Do you see a potential role for AI as a training or decision-support tool in endoscopy?
An important conclusion from this trial is the benefit of AI assistance for less experienced endoscopists. CADe for gastric cancer detection has been shown to have comparable performance to expert endoscopists and may even surpass less experienced endoscopists; CADe models could help equalize performance across different skill levels.
Conversely, there are growing concerns about "de-skilling" (clinicians losing diagnostic competencies due to over-reliance on AI) or "never skilling" (never developing diagnostic competencies due to exposure to AI early on in training). While AI models can serve as a valuable training or decision-support tool, endoscopists must be careful not to become too overly dependent on the technology. It is essential to maintain personal diagnostic proficiency even while utilizing AI to improve detection.
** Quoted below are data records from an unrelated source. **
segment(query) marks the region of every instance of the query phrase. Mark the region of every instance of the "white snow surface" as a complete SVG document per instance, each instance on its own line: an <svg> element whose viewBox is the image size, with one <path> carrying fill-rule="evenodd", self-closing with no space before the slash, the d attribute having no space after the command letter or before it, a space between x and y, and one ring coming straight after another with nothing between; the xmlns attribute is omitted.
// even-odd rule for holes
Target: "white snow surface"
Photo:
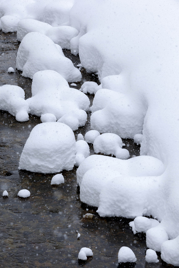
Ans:
<svg viewBox="0 0 179 268"><path fill-rule="evenodd" d="M90 249L86 247L82 248L78 254L78 258L80 260L86 261L87 257L92 256L93 255L93 251Z"/></svg>
<svg viewBox="0 0 179 268"><path fill-rule="evenodd" d="M145 261L147 262L158 262L159 260L157 258L157 255L154 250L147 250L146 251Z"/></svg>
<svg viewBox="0 0 179 268"><path fill-rule="evenodd" d="M20 190L17 195L19 197L27 198L27 197L30 197L31 195L31 193L28 190L27 190L26 189L23 189L22 190Z"/></svg>
<svg viewBox="0 0 179 268"><path fill-rule="evenodd" d="M118 262L135 262L137 260L135 254L128 247L121 248L118 253Z"/></svg>
<svg viewBox="0 0 179 268"><path fill-rule="evenodd" d="M61 183L64 183L64 177L61 174L56 174L52 177L51 181L51 184L52 185L58 185Z"/></svg>
<svg viewBox="0 0 179 268"><path fill-rule="evenodd" d="M8 112L21 122L29 119L29 107L24 98L24 91L20 87L10 85L0 87L0 109Z"/></svg>
<svg viewBox="0 0 179 268"><path fill-rule="evenodd" d="M72 129L57 122L37 125L31 131L20 156L19 169L54 173L72 169L76 153Z"/></svg>
<svg viewBox="0 0 179 268"><path fill-rule="evenodd" d="M95 139L93 148L96 153L111 154L118 158L127 159L129 157L129 153L127 149L122 148L123 144L121 138L116 134L104 133Z"/></svg>
<svg viewBox="0 0 179 268"><path fill-rule="evenodd" d="M23 39L17 52L16 67L23 76L32 79L38 71L51 70L60 74L68 82L80 81L81 75L72 61L65 56L61 47L49 37L35 32Z"/></svg>
<svg viewBox="0 0 179 268"><path fill-rule="evenodd" d="M52 114L58 122L68 125L73 130L84 125L86 112L89 109L88 98L76 88L70 87L56 72L46 70L36 73L32 80L32 95L26 100L31 114L40 116ZM49 115L46 116L45 120L49 117Z"/></svg>

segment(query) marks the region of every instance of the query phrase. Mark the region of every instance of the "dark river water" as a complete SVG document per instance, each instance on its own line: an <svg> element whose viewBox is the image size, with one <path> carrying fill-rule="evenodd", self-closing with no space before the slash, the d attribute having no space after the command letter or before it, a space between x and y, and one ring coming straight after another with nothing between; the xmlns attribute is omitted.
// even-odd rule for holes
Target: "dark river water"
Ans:
<svg viewBox="0 0 179 268"><path fill-rule="evenodd" d="M15 85L24 90L26 98L31 96L32 80L23 77L15 70L7 73L9 67L15 68L19 43L16 33L0 32L0 86ZM65 56L75 66L79 57L65 50ZM82 68L82 79L77 83L80 88L85 81L99 83L96 75L87 74ZM89 95L92 101L93 96ZM40 118L30 115L27 122L16 121L8 112L0 111L0 266L30 267L115 267L130 266L118 264L118 254L123 246L129 247L137 259L130 267L163 267L159 263L145 262L147 250L145 236L134 235L129 222L131 220L117 217L100 217L96 208L81 202L76 182L76 168L62 174L65 184L56 187L50 184L52 174L45 175L18 170L19 162L26 141L33 128L41 123ZM84 127L75 132L76 137L90 129L88 120ZM131 157L139 155L139 148L131 140L123 140ZM94 153L93 147L90 148ZM22 189L29 190L30 197L21 199L17 193ZM3 198L5 190L8 198ZM83 219L87 213L92 219ZM77 230L81 234L77 239ZM90 247L94 253L87 261L78 260L81 247Z"/></svg>

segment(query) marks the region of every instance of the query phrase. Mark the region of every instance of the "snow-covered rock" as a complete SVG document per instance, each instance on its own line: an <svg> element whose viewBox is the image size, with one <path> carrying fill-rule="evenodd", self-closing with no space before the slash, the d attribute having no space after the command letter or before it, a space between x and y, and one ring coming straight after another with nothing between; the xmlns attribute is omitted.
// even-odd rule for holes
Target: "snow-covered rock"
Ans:
<svg viewBox="0 0 179 268"><path fill-rule="evenodd" d="M75 165L79 167L81 163L90 155L90 148L86 141L81 140L76 142L76 150Z"/></svg>
<svg viewBox="0 0 179 268"><path fill-rule="evenodd" d="M26 189L23 189L22 190L20 190L19 191L17 195L19 197L27 198L27 197L29 197L30 196L31 193L28 190L27 190Z"/></svg>
<svg viewBox="0 0 179 268"><path fill-rule="evenodd" d="M157 258L156 253L153 250L147 250L146 251L145 261L147 262L158 262L159 261Z"/></svg>
<svg viewBox="0 0 179 268"><path fill-rule="evenodd" d="M16 62L22 75L32 79L38 71L51 70L60 74L68 82L80 81L81 75L71 61L65 57L61 48L46 35L32 32L22 40Z"/></svg>
<svg viewBox="0 0 179 268"><path fill-rule="evenodd" d="M9 112L21 122L29 119L29 108L24 98L24 91L20 87L10 85L0 87L0 109Z"/></svg>
<svg viewBox="0 0 179 268"><path fill-rule="evenodd" d="M99 135L100 133L98 130L90 130L85 134L85 140L88 143L93 144L96 138Z"/></svg>
<svg viewBox="0 0 179 268"><path fill-rule="evenodd" d="M136 260L132 250L128 247L121 248L118 253L118 262L135 262Z"/></svg>
<svg viewBox="0 0 179 268"><path fill-rule="evenodd" d="M92 256L93 255L93 251L90 249L84 247L82 248L80 250L78 258L80 260L86 261L87 259L87 257L89 256Z"/></svg>
<svg viewBox="0 0 179 268"><path fill-rule="evenodd" d="M98 136L93 143L93 148L96 153L99 152L106 155L114 155L117 158L127 159L129 153L126 149L122 149L121 138L113 133L104 133Z"/></svg>
<svg viewBox="0 0 179 268"><path fill-rule="evenodd" d="M19 169L53 173L73 167L75 140L71 129L62 123L37 125L31 131L20 156Z"/></svg>
<svg viewBox="0 0 179 268"><path fill-rule="evenodd" d="M64 177L61 174L56 174L52 177L51 181L52 185L58 185L61 183L64 183Z"/></svg>
<svg viewBox="0 0 179 268"><path fill-rule="evenodd" d="M70 87L56 72L46 70L36 73L32 80L32 95L26 101L31 114L41 116L52 114L58 122L68 125L73 130L85 124L89 98L77 89Z"/></svg>
<svg viewBox="0 0 179 268"><path fill-rule="evenodd" d="M4 191L2 193L2 196L7 197L8 195L9 195L7 192L6 190L5 190L5 191Z"/></svg>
Based on these results, what additional evidence or improvements would be needed before AI-assisted systems could be widely adopted for gastric cancer detection?
There is a clear role for CADe models to assist with detection of gastric cancers and precancers in US practice settings where these conditions are not routinely encountered by the gastroenterologist. But the trustworthiness of these CADe models is only as good as their training data. If we want models to accurately detect histopathology-based diseases, the training dataset of images and videos must be paired with undisputed ground truth histopathology. We saw in this trial that a massive discrepancy in ground truth histopathology (original vs revised histopathology) determined whether the primary outcome was positive or negative. Moving forward, we must ensure CADe model training pipelines incorporate rigorous, centralized pathologic review to establish a truly reliable gold standard.